Engler Stefan · Ständerat · Graubünden · Die Mitte-Fraktion. Die Mitte. EVP. · 2022-09-29

Wortprotokoll

(discurra surmiran) Ina buna part da rumantschas e rumantschs vegnan a persequitar la debatta actuala pertutgant las cundiziuns per la coexistenza tranter umans ed animals da rapina. Els na spetgan betg da la politica federala mesiras radicalas. Anzi, els pretendan, cun buna raschun, ch'ils basegns dals carstgauns, dals muntagnards e da las muntagnardas, vegnian prendids serius. Il quità da pudair viver liber da tema per sasez e per ils animals da chasa sco er la disa da metter ad alp la biestga ston vegnir resguardads cun dapli paisa ch'il desideri romantic d'ina cuntrada betg cultivada.

Se la biodiversità viene messa al primo posto, cioè davanti alle esigenze delle persone, non dobbiamo stupirci se le Alpi diventino selvagge. Le Alpi senza persone sono per me inimmaginabili e rappresenterebbero una perdita di casa e di appartenenza.

Im Unterschied zur ersten Vorlage wurde diese überhaupt nicht überladen, und sie verzichtet auch darauf, die vorbeugende Bestandesregulierung primär den Kantonen zu überlassen. Diese Vorlage nimmt damit Rücksicht auf Vorbehalte gegenüber der früheren Vorlage.

Mit der Ablehnung der Vorlage von vor zwei Jahren hat sich aber die Problematik wachsender Wolfsbestände nicht wie von selbst erledigt. Tote Kühe, frustrierte Bergbauern, hilflose Behörden - der Wolf ist zurück; noch haben wir keinen Umgang mit ihm gefunden. Dabei ist klar, dass es ohne Regulierung nicht mehr funktionieren wird. Andri Rostetter brachte es in seinem Gastbeitrag in der "NZZ" vom 17. August treffend auf den Punkt: Koexistenz braucht Regeln und Regulierung.

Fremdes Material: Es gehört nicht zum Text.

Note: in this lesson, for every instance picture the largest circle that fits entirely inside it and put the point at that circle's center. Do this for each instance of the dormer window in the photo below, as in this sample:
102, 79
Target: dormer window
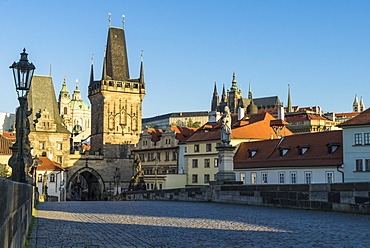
283, 151
332, 147
302, 149
252, 152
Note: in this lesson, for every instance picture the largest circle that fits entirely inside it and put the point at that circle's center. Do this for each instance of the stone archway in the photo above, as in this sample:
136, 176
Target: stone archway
86, 184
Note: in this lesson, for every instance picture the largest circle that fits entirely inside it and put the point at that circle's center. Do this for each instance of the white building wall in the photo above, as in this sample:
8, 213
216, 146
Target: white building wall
351, 152
318, 175
6, 122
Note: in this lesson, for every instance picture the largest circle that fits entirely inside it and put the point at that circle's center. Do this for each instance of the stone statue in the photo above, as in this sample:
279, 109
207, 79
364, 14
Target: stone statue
226, 127
137, 182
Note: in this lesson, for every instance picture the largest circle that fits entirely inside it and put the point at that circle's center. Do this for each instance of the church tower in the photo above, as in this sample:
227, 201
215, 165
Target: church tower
215, 100
355, 105
64, 99
116, 100
234, 94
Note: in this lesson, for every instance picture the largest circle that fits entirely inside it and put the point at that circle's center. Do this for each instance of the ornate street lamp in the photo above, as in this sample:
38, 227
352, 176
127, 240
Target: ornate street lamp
22, 72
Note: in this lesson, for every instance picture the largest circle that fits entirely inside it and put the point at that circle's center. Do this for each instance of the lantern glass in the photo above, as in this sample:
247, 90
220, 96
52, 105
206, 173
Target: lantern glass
23, 73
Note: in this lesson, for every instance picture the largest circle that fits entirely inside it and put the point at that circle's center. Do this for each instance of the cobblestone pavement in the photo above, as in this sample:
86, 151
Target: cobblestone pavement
187, 224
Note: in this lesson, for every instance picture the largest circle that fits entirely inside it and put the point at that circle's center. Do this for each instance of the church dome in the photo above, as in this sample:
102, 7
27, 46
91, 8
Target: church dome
79, 105
252, 108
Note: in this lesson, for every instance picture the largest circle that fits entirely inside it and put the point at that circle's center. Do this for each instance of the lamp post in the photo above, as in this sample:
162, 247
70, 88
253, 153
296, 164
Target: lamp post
156, 160
22, 72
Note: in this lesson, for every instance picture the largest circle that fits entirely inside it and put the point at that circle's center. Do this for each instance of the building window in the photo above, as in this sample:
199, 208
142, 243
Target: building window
281, 177
329, 177
59, 159
195, 163
367, 138
52, 178
251, 152
208, 147
59, 146
167, 156
264, 177
293, 177
216, 162
307, 176
367, 164
174, 156
358, 138
359, 165
242, 177
206, 178
206, 163
253, 177
194, 178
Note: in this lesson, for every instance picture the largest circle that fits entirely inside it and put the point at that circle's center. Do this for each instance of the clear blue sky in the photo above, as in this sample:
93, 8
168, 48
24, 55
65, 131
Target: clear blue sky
322, 48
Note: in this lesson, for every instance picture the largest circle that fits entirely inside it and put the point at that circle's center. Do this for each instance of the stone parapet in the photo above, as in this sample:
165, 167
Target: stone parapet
15, 212
347, 197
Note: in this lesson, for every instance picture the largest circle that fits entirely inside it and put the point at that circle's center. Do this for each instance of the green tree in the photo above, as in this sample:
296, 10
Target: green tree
4, 171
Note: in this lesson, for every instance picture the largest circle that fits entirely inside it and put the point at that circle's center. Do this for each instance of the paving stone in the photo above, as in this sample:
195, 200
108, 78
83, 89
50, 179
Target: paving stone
192, 224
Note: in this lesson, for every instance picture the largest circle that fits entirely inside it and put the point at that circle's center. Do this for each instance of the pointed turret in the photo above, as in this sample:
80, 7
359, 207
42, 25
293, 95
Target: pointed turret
362, 105
141, 79
76, 96
290, 107
92, 74
356, 105
234, 87
250, 94
116, 61
215, 100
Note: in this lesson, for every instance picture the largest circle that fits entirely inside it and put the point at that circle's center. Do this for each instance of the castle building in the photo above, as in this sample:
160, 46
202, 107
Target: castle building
48, 135
358, 106
76, 114
235, 100
116, 99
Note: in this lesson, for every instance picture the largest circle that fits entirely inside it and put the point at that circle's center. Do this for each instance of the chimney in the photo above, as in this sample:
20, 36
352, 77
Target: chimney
241, 113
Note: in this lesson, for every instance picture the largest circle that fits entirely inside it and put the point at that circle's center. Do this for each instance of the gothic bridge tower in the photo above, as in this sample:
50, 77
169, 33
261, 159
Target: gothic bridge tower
116, 99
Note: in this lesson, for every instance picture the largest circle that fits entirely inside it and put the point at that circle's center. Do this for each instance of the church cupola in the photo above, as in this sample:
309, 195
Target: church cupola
215, 100
76, 93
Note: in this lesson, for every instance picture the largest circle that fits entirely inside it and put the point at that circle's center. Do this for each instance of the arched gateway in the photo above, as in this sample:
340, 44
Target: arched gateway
86, 184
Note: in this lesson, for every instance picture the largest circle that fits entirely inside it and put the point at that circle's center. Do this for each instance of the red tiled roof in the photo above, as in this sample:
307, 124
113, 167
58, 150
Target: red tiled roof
10, 135
181, 133
362, 119
46, 164
268, 154
257, 126
5, 145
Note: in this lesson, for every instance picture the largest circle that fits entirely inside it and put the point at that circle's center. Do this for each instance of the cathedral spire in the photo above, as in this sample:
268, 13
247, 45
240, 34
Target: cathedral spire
215, 100
290, 107
362, 105
250, 94
141, 79
234, 87
356, 105
92, 71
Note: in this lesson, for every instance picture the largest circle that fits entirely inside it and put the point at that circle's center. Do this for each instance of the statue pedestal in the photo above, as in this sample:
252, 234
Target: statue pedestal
225, 164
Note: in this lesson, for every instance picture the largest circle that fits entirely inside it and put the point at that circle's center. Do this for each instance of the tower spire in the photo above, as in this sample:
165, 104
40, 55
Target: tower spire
290, 107
250, 94
215, 100
141, 79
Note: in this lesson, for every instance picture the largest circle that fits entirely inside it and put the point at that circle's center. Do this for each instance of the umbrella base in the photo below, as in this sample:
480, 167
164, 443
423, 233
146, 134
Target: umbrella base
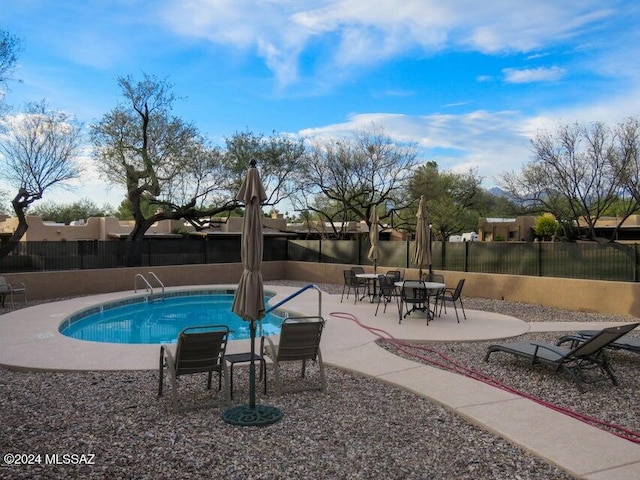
244, 415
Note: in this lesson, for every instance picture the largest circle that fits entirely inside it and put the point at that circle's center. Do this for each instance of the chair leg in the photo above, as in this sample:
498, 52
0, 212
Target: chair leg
278, 380
321, 367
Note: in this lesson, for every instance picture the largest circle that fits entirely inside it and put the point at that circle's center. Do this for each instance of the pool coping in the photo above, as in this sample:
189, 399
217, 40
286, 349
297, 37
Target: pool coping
26, 342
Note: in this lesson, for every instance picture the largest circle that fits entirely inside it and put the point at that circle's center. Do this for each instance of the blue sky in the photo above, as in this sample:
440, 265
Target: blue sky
469, 81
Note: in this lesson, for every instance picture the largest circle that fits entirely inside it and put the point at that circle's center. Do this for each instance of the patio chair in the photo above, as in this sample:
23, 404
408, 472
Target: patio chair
11, 289
299, 341
386, 291
394, 275
351, 281
436, 277
575, 362
199, 350
454, 296
626, 342
414, 297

Die Erfahrung der letzten Jahre zeigt, dass sich die Wolfspopulation alle zwei bis drei Jahre verdoppelt. Sie beweist, dass die Wölfe hohe Anpassungsfähigkeit auch in Kulturlandschaften haben, dass sie lernen, den Herdenschutz zu umgehen, und die Scheu vor Menschen und Siedlungen verlieren. Allein in Graubünden, Kollege Schmid hat es ausgeführt, gibt es zwischenzeitlich den Nachweis von zehn Wolfsrudeln. Entsprechend häufen sich gefährliche Nahbegegnungen in Siedlungen oder in Siedlungsnähe; in einem Fall musste sogar die polizeiliche Generalklausel angerufen werden, um eine Gefährdung von Menschen abzuwenden.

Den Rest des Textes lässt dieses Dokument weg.